Octave~届かない恋、重なる想い~

「このように私にとって最高の両親でしたが、世間知らずでわがままな私は、ただ一つだけ不満に思っていることがありました。

 それは、政治家の娘であるということです。

 私は出来の悪い娘だったので、それが重荷でした。

 家族のことより政治が優先のお父さんと、選挙の度に振り回されているお母さん。

 選挙期間中、どんどんやつれていくお母さんを見るのが辛くて、もういっそのこと引退して欲しい、市長になんてならなくてもいいじゃない、という言葉を飲み込むのに必死でした。

 それなのに、集中治療室で眠っているお父さんを見た時、真っ先にお父さんの無念を感じて『悔しい』という想いが沸き上がってきたのです。

 お父さんが必死に取り組んできた仕事を、志半ばで諦めることになることが確実な病状でした。

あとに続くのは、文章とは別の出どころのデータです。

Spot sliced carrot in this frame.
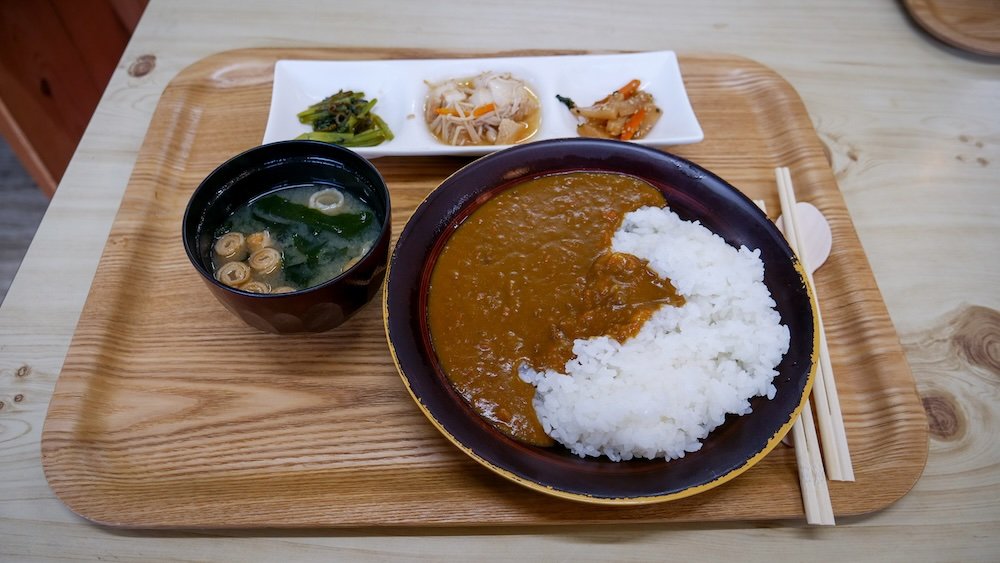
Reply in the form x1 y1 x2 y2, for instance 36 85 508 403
620 108 646 141
472 102 496 117
616 78 640 99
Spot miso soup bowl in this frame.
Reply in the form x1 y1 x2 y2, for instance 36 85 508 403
182 141 392 334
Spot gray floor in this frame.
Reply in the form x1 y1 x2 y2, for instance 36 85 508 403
0 137 49 303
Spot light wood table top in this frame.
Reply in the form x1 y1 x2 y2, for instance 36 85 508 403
0 0 1000 561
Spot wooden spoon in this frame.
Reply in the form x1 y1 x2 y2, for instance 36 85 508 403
774 201 833 447
774 201 833 274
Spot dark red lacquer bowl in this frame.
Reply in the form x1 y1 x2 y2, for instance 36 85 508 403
383 139 817 504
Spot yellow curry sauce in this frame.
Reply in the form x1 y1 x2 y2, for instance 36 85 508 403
427 172 683 446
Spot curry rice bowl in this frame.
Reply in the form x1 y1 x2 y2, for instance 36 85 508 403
520 207 789 461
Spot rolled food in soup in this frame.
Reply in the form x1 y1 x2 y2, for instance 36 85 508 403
212 184 379 293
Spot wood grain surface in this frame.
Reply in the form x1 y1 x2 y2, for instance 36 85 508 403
903 0 1000 57
42 49 928 528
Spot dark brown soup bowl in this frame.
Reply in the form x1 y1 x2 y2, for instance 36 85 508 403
383 139 817 505
182 141 392 334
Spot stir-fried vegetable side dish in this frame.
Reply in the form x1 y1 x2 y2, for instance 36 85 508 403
298 90 393 147
556 80 663 141
424 72 539 146
212 184 379 293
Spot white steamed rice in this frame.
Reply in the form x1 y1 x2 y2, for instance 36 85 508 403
520 207 789 461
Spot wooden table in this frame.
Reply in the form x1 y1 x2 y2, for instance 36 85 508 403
0 0 1000 561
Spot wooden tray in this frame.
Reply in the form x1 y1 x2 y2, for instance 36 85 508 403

 今夜が峠だと言われた夜、一晩中、祈りながら泣きました。

 私はまだ何一つ、お父さんに親孝行していないのですから。


 そんな、我が家がボロボロの状態だった時、病室で雅人さんと再会を果たしました」


 父の隣に立つ雅人さんへと、私は視線を移した。

 まっすぐ、私を見つめ返してくれる雅人さんへ、自分の正直な想いを届けるために。